E-mail: белая@одинокая (Адамс) - страница 67

— Иди сюда.

Я подошла. И откуда это ощущение, что он надо мной подсмеивается? Наверное, оттого, что и в самом деле подсмеивался.

— Мне хуже, ты уж поверь, — сказал Лайм. — В конце концов, именно я соблазнитель. Знаешь, каково это?

Тут он снова поцеловал меня, и это было нечто неописуемое. Знаю, мужчины — это вроде органов пищеварения, и мы сами не понимаем, для чего они нужны. Но ведь нужны, и еще как.

А хорош ли он, как выразилась бы Кайли, в постели? Думаю, все зависит от того, что под этим подразумевать.
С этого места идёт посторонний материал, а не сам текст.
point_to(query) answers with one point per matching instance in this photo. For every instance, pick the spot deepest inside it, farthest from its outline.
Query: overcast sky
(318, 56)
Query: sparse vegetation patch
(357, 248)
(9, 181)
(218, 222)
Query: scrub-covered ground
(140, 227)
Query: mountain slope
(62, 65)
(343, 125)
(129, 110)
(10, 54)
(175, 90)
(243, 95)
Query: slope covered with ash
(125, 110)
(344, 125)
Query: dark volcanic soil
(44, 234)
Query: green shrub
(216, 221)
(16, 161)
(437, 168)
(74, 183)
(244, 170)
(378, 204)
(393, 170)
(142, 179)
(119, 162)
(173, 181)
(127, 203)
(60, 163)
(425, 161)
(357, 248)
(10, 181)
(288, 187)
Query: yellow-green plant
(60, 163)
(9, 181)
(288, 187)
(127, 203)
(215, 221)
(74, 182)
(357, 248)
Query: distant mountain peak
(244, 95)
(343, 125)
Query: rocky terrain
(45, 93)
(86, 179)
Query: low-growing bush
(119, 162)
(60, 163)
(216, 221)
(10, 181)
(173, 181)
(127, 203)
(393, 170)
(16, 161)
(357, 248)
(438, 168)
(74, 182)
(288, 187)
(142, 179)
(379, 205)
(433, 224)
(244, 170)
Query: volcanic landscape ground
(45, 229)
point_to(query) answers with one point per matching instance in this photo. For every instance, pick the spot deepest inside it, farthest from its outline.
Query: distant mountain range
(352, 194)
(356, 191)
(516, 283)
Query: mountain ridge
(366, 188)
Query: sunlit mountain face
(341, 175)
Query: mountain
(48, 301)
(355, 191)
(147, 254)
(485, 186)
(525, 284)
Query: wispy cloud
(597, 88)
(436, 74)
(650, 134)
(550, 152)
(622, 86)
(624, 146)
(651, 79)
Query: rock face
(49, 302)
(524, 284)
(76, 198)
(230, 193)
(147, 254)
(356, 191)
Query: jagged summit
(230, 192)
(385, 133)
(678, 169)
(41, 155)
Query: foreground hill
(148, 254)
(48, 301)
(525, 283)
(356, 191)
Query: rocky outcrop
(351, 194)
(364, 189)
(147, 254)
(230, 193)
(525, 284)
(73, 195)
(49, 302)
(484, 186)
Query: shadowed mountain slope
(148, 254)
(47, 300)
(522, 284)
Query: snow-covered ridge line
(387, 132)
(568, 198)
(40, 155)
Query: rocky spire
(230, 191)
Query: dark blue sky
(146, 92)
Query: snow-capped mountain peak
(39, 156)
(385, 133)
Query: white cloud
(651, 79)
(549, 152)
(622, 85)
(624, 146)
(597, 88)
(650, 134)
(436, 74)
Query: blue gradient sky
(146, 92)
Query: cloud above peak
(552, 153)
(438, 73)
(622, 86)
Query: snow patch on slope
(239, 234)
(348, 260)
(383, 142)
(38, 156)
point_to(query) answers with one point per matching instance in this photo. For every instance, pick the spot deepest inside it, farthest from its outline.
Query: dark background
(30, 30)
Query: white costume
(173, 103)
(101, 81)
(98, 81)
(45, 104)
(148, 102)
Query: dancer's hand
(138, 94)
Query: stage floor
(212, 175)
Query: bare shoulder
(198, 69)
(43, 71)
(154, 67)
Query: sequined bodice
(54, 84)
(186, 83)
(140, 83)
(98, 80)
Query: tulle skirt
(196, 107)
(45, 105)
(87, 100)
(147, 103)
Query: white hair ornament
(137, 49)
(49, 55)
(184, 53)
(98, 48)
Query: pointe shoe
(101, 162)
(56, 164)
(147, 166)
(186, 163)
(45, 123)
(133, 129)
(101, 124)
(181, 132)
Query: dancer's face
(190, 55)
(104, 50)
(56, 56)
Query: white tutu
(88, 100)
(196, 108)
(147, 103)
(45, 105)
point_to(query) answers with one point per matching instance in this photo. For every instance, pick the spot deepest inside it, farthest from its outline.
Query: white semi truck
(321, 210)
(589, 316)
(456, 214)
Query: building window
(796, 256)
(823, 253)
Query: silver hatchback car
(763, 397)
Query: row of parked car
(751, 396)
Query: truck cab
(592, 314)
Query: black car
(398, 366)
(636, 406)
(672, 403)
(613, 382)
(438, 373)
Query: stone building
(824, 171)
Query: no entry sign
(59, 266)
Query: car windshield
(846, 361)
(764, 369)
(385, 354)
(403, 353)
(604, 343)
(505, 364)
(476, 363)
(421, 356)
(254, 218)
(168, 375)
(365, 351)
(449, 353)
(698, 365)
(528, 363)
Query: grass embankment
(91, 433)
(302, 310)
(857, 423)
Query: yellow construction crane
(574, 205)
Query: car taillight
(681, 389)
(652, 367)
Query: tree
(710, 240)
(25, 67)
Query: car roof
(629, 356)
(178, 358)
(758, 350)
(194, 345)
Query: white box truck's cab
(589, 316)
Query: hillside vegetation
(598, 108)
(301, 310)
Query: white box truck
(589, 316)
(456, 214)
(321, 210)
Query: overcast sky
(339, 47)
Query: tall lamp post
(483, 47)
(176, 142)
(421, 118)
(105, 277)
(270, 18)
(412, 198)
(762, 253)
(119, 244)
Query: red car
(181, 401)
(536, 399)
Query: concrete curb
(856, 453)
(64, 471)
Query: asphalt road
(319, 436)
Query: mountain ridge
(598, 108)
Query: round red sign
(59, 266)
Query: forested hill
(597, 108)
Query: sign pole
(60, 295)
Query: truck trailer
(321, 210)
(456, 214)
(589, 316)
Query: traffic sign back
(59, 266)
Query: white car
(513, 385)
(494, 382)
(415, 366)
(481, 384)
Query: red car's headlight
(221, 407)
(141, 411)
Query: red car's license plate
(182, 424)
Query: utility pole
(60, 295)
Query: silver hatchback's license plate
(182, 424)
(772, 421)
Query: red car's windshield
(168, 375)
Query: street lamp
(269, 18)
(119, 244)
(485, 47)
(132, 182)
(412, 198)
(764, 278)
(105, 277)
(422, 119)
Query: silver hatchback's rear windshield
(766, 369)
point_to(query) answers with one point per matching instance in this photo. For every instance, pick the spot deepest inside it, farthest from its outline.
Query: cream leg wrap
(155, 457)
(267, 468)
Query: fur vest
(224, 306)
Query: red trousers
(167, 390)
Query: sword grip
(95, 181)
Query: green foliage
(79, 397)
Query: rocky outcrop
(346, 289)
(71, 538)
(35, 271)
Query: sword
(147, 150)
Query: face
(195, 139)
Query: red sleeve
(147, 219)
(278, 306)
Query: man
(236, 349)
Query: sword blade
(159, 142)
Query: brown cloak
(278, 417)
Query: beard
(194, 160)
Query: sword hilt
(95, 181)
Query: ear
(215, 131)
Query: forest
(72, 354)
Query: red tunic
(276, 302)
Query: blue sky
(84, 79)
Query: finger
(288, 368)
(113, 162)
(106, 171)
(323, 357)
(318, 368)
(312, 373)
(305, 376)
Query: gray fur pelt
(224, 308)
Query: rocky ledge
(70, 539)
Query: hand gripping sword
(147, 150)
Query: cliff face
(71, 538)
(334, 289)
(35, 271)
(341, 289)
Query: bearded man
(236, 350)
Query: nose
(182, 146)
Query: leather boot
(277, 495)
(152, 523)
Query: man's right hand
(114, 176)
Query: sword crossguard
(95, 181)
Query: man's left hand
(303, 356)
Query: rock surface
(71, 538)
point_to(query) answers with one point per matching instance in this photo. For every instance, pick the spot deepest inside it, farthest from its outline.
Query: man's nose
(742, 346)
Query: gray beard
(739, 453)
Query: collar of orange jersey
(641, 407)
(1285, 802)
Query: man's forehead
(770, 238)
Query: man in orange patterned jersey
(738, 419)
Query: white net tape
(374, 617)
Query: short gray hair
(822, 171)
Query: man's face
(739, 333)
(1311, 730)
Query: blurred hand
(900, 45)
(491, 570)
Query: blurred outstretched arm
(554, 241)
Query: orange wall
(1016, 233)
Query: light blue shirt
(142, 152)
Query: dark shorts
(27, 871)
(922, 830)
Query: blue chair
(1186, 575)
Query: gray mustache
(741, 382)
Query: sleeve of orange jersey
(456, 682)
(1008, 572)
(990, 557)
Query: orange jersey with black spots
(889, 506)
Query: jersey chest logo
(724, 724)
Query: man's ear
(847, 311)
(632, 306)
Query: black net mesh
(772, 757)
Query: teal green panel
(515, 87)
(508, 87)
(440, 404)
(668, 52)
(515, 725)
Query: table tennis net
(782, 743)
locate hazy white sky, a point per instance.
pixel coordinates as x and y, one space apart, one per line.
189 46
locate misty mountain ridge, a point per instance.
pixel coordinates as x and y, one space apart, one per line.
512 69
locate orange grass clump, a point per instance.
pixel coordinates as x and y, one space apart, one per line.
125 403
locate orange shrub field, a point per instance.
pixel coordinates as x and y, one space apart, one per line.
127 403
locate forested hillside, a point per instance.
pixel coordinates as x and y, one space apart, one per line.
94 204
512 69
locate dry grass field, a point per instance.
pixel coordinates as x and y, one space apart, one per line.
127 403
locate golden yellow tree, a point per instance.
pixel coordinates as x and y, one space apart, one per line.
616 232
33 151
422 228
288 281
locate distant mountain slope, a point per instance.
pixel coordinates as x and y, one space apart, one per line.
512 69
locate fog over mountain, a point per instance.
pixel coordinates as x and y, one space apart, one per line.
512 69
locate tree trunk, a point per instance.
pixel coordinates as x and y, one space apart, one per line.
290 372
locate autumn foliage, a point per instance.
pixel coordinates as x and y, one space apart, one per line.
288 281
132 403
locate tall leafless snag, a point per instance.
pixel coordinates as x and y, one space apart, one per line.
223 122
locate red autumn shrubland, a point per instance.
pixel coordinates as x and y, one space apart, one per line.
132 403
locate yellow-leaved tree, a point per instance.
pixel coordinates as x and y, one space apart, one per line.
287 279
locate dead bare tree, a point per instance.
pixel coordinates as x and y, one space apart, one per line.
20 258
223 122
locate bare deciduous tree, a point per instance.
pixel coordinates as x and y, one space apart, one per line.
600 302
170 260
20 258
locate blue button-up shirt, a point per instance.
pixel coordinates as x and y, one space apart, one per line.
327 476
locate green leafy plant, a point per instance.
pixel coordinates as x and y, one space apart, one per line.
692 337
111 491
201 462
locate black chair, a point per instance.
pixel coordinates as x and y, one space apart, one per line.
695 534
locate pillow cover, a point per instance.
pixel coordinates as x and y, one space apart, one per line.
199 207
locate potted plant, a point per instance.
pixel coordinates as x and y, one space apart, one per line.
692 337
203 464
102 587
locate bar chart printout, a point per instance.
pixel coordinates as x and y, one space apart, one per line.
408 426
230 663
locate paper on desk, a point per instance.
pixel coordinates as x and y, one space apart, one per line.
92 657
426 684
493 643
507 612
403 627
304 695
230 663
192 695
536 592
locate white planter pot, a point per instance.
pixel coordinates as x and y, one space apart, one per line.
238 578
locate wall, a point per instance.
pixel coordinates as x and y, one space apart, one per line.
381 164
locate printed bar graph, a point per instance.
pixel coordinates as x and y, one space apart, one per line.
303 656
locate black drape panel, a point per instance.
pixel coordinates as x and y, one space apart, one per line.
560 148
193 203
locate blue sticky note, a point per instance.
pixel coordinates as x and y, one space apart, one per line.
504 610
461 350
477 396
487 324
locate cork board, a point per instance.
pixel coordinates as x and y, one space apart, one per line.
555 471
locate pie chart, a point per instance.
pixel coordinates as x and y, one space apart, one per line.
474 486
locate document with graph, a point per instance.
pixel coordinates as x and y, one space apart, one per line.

Есть мужчины, для которых соблазнить женщину — это все равно что взломать сейф или настроить телевизор. Ну, знаете — практический опыт, профессиональные навыки. Волшебные пальцы. Это вроде как тыкать вешалкой в окно автомобиля, если тебя угораздило захлопнуть ключи в бардачке. Лайм не из таких. Это не значит, что от него вообще нет толку. Ни в коем случае. Но здесь что-то совсем другое. И я не могла подобрать для этого слова — и, честно говоря, не хотела.

А хороша ли в постели я? Понятия не имею, и в данный момент мне все равно. Любитель джунглей Грег Дейли утверждал, что хороша, только непонятно, что он имел в виду. А радикальный студент Леон гладил меня после этого по голове и давал поносить свою футболку, что было очень мило. А сейчас? Не знаю. Вот странно — ведь это должно бы меня интересовать?

Я согласилась с Лаймом, что секс — это трах, оргия, функция организма. Иначе меня здесь не было бы. И точка. Это не конкурс на самый разукрашенный пирог на Королевском пасхальном шоу. Мне не нужны баллы от судей, а если они нужны Лайму, то от меня он их не получит.

Часа в два ночи, или что-то около того, я отправилась в ванную, почистила зубы и умылась. Потом уперла руки в бедра и снова посмотрела на себя в зеркало. Одно из двух: или я сексуально независимая женщина конца девяностых, или же я волосатая, эмоционально неуравновешенная одиночка, принимающая секс за любовь, потому что ничего другого не остается.

Когда я вернулась, Лайм сидел на кровати и тер ладонями лицо.

— Что случилось?

— Ничего, — ответила я.

— Ты случайно не хочешь серьезно и глубокомысленно поговорить?

— Нет.

— И то хорошо.

И мы начали снова — с тем относительным энтузиазмом, с которым люди спохватываются, что у них в сумке завалялось шоколадное печенье. И в этот раз все было как-то легче и ленивее. Но секс застал меня врасплох, и, сама не знаю почему, я расплакалась.

О нет. Худшее. Самое худшее!

— Эй!

Новый поток слез. За долгие годы практики я наловчилась плакать беззвучно, но слезы так и лились по моему лицу.